Ms R worked in a large hospital as a nurse. She had been employed by the hospital since 2008, and her reviews had been consistently positive. In 2011, the hospital changed its policy and began requiring new employees to get the tetanus, diphtheria, and pertussis vaccine (Tdap). In April 2015, the hospital sent a memo to all its employees, including Ms R, notifying them that it was instituting a new policy requiring all clinical employees to obtain the Tdap vaccine.

The hospital’s memo explained that pertussis is a highly contagious infectious disease and noted that the Advisory Committee on Immunization Practices (ACIP) recommends that all adults aged 19 years and older should receive a dose of the immunization. The memo stated “this recommendation is especially important for all healthcare workers who have not been previously vaccinated.” Employees were advised to either get vaccinated at the hospital’s employee health services department or to schedule an appointment with their own provider.

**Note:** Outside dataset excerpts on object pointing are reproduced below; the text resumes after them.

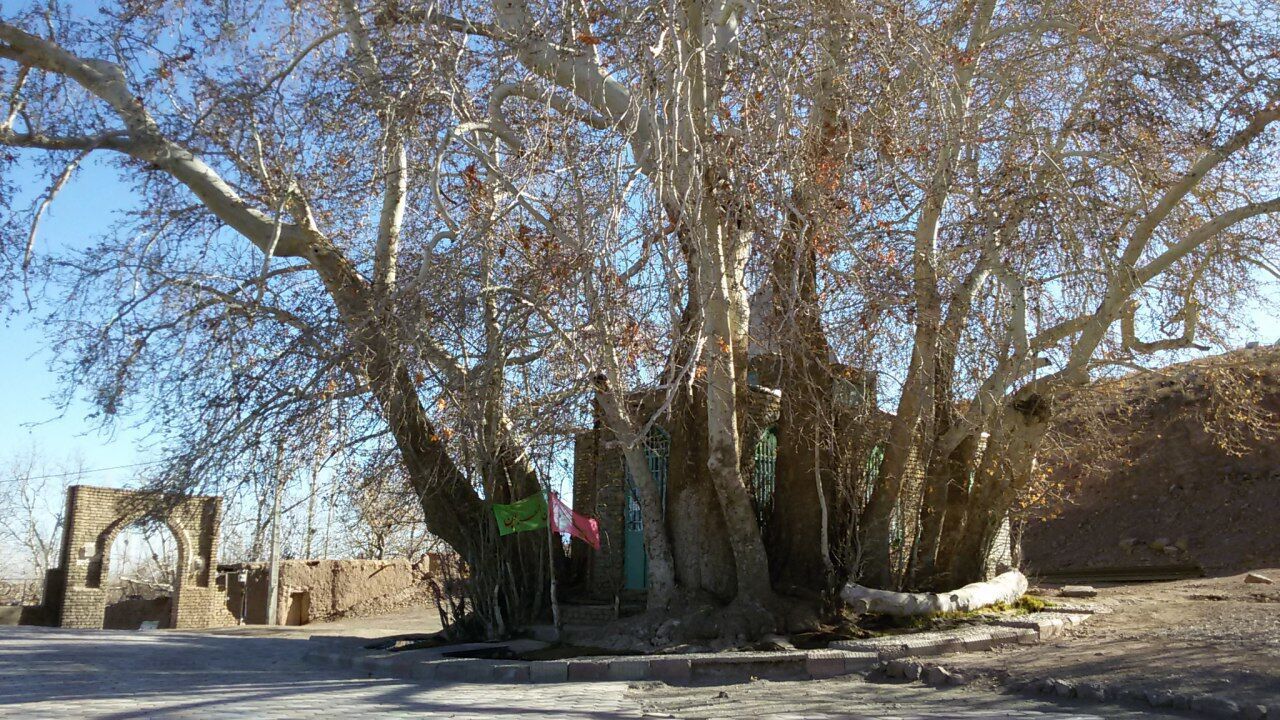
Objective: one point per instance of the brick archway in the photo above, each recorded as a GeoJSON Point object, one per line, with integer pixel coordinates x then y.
{"type": "Point", "coordinates": [94, 519]}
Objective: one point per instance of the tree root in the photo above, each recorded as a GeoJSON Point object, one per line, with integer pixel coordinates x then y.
{"type": "Point", "coordinates": [1006, 587]}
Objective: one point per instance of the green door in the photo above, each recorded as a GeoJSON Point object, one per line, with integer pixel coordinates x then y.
{"type": "Point", "coordinates": [764, 470]}
{"type": "Point", "coordinates": [635, 563]}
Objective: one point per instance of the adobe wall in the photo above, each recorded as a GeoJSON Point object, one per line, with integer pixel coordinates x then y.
{"type": "Point", "coordinates": [74, 595]}
{"type": "Point", "coordinates": [1171, 496]}
{"type": "Point", "coordinates": [333, 588]}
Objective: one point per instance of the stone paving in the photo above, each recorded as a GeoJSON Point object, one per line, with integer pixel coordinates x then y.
{"type": "Point", "coordinates": [73, 674]}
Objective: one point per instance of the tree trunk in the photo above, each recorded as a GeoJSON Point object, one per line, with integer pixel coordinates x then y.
{"type": "Point", "coordinates": [1006, 469]}
{"type": "Point", "coordinates": [946, 486]}
{"type": "Point", "coordinates": [510, 574]}
{"type": "Point", "coordinates": [723, 313]}
{"type": "Point", "coordinates": [703, 557]}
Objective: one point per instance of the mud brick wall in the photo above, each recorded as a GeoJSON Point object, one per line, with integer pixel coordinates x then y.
{"type": "Point", "coordinates": [323, 589]}
{"type": "Point", "coordinates": [95, 516]}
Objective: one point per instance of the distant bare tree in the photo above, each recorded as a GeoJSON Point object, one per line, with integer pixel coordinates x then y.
{"type": "Point", "coordinates": [32, 501]}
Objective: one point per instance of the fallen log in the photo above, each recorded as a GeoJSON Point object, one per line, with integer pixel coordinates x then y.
{"type": "Point", "coordinates": [1006, 587]}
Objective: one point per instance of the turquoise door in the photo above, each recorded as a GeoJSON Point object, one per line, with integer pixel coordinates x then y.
{"type": "Point", "coordinates": [635, 563]}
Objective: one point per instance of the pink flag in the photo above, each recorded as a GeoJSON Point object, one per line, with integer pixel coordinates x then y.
{"type": "Point", "coordinates": [565, 520]}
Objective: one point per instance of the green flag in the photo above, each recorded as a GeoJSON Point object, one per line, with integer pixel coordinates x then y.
{"type": "Point", "coordinates": [529, 514]}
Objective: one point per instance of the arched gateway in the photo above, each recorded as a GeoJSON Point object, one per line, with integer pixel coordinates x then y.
{"type": "Point", "coordinates": [95, 516]}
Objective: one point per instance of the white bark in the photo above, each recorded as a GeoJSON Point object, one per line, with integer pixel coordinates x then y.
{"type": "Point", "coordinates": [1006, 587]}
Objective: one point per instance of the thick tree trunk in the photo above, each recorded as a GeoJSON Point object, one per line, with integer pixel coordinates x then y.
{"type": "Point", "coordinates": [798, 533]}
{"type": "Point", "coordinates": [946, 486]}
{"type": "Point", "coordinates": [722, 256]}
{"type": "Point", "coordinates": [1006, 469]}
{"type": "Point", "coordinates": [510, 575]}
{"type": "Point", "coordinates": [704, 560]}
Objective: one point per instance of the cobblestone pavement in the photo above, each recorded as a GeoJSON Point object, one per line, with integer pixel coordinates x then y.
{"type": "Point", "coordinates": [72, 674]}
{"type": "Point", "coordinates": [854, 698]}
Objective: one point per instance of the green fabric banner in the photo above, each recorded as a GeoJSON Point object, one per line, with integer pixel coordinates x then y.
{"type": "Point", "coordinates": [529, 514]}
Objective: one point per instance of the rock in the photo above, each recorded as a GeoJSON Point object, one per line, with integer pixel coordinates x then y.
{"type": "Point", "coordinates": [1129, 695]}
{"type": "Point", "coordinates": [775, 643]}
{"type": "Point", "coordinates": [1253, 712]}
{"type": "Point", "coordinates": [1214, 706]}
{"type": "Point", "coordinates": [937, 675]}
{"type": "Point", "coordinates": [1160, 698]}
{"type": "Point", "coordinates": [1091, 691]}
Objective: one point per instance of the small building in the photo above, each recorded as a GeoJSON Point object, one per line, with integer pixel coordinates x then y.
{"type": "Point", "coordinates": [602, 484]}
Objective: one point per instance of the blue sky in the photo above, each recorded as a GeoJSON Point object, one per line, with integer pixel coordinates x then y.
{"type": "Point", "coordinates": [28, 414]}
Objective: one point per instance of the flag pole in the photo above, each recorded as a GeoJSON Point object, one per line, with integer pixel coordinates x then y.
{"type": "Point", "coordinates": [551, 559]}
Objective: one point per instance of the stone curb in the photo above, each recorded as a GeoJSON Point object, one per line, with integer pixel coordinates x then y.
{"type": "Point", "coordinates": [1205, 705]}
{"type": "Point", "coordinates": [725, 668]}
{"type": "Point", "coordinates": [844, 657]}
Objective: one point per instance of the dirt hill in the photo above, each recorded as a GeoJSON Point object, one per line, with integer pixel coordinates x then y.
{"type": "Point", "coordinates": [1173, 466]}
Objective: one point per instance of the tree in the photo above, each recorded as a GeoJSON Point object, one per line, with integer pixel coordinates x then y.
{"type": "Point", "coordinates": [462, 217]}
{"type": "Point", "coordinates": [32, 500]}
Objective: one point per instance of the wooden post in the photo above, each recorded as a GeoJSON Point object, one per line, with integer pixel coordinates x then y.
{"type": "Point", "coordinates": [551, 557]}
{"type": "Point", "coordinates": [273, 580]}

Employees were given until May 15 to be vaccinated.

Ms R had not had the Tdap immunization, and she did not want to get it. After the May-15 deadline had passed, the hospital’s employee health services coordinator contacted Ms R, notifying her that her vaccination was overdue. Ms R responded that she had an appointment with her personal physician on June 2 to discuss the vaccine.

Ms R’s physician was Dr S, whom she had been seeing for several years. At the appointment, Ms R expressed to her physician that she had great anxiety about potential adverse effects of the vaccine and that she had not been able to sleep the past week due to her concern about it. She reminded the physician that she suffered from various allergies, as well as eosinophilic esophagitis. In response, the physician wrote a note to the hospital asking that Ms R be “medically exempt from receiving the Tdap immunization for medical concerns.”

Upon receiving the physician’s note, the employee health services coordinator wrote back to the physician and explained that the Tdap vaccine was mandatory for Ms R’s employment, and she specified the scientific evidence for why it was necessary. The coordinator then listed the manufacturer’s contraindications for vaccination, which included hypersensitivity (anaphylaxis), encephalopathy, latex sensitivity, Guillain-Barré syndrome and brachial neuritis, syncope, progressive or unstable neurologic disorders, Arthus-type hypersensitivity, and altered immunocompetence. The coordinator then asked the physician to identify the medical contraindication prohibiting Ms R from getting the mandatory vaccination and to provide documentation reflecting the reason.